In the Paris Agreement, national governments committed to limit temperature rise to well below 2 degrees Celsius (°C) and pursue efforts to limit temperature rise to 1.5°C. Beyond these thresholds, the world will increasingly experience dangerously elevated amounts of sea-level rise, droughts, flooding, and other extremes. Despite the efforts of governments and other actors, total anthropogenic GHG emissions continue to increase. Under current trajectories, global mean temperatures are projected to increase by 3.7 to 4.8°C by the end of this century. Even under existing country-level commitments, emissions levels in 2030 will be 24 to 60 percent higher than they should be under least-cost 2°C scenarios (UNFCCC Secretariat 2016).

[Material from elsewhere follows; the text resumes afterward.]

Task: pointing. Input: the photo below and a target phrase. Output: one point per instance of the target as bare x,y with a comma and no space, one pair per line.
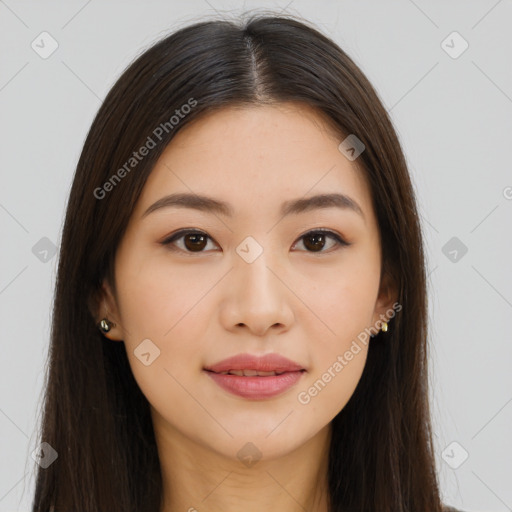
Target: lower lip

Companies have a pivotal role in ensuring that the global temperature goals are met, but most existing company targets are not ambitious enough. The majority of global GHG emissions are either directly or indirectly influenced by the corporate sector. Many companies, recognizing the risk climate change poses to their business and the opportunity it creates for leadership and innovation, have already committed to change by setting emission reduction targets. Yet, to date, most companies’ targets have been incremental and do not match the ambition and timelines consistent with a 2°C future.

SBT’s represent a more robust approach for companies to manage their emissions over the long haul. SBT’s are grounded on an objective, scientific evaluation of what is needed, rather than what is achievable by any one company. And they offer a firm foundation for organizations’ long-term climate change strategies, boosting companies’ competitive advantage in the transition to the low-carbon economy. Targets are considered “science-based” if they are in line with the level of decarbonisation required to keep global temperature increase below 2°C compared to pre- industrial temperatures.

Companies are increasingly adopting SBTs, although uncertainty exists regarding best practices. Over 350 multinational companies have already set an SBT and over 850 have committed to set an SBT in the near future through the Science Based Targets initiative. Because setting SBTs is an emerging practice, considerable uncertainty exists amongst companies around the benefits of settings SBTs, what kind of target may constitute an SBT, and best practices for both gaining internal support for SBT adoption and communicating SBTs to external audiences.